Amongst investors these days, there are a number of lively debates going on. Fundamental analysis versus technical analysis, the role of behavioral finance, or where the best investment ideas come from. Pulling no punches here, I maintain that in today’s modern stock market, you are either part of the Charting Age or you are in the Stone Age. The divergence of investor opinions on these subjects is not unlike similar debates in other fields.
In the scientific community, a significant number of pivotal ideas have historically come from “outsiders” who are not bound by the inbred conventions of a specific scientific discipline. In business school, I was taught to look for breakthrough ideas by surveying customers, interviewing market players and analyzing competitors’ strategies. On other fronts, various authors have written about the need to find your own individually stimulating space in which to ferment your own thoughts and thereby breed ideas either by the “slow hunch” approach or via the “aha moment” approach.
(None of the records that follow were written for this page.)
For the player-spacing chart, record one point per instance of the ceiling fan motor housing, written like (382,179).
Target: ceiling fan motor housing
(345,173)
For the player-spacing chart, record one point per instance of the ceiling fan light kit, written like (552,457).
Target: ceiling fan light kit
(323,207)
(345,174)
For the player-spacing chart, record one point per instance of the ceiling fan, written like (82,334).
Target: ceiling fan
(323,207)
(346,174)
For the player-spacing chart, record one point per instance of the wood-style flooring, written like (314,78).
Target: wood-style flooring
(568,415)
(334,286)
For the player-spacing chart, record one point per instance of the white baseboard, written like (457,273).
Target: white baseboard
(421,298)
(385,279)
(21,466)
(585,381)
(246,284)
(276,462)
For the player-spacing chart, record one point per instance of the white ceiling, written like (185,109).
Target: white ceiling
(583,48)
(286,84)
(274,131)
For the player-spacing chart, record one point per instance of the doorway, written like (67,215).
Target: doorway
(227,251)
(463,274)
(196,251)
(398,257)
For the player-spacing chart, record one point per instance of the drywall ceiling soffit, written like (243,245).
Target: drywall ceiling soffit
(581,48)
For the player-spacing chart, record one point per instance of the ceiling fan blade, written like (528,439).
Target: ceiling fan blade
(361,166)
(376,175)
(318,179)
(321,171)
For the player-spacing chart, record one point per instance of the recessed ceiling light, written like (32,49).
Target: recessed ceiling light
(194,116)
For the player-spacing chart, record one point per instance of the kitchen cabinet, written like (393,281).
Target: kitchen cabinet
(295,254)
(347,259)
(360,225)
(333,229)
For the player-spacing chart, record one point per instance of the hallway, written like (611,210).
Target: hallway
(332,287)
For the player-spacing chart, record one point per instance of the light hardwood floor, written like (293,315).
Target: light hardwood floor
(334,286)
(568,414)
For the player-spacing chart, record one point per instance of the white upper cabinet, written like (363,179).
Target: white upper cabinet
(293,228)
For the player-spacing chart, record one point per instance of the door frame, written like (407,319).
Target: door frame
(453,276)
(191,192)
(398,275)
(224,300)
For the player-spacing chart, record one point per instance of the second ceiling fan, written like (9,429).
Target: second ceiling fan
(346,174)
Some have even suggested the bathtub or a fishing boat as creative options!
As a trader, I’ve found all of these woefully inappropriate. Revisiting my trading journal to find my most profitable trades, I realize that my best ideas have not resulted from some creative incubated hunch. Invariably, they have been the result of specific step-by-step disciplined investigation. My objective has not been to come up with unique undiscovered investment opportunities in the stock market. Generating new ideas like that yields a low probability trade for an individual investor. Instead, my objective has been to uncover what creative institutional investors deem as their most investable opportunities.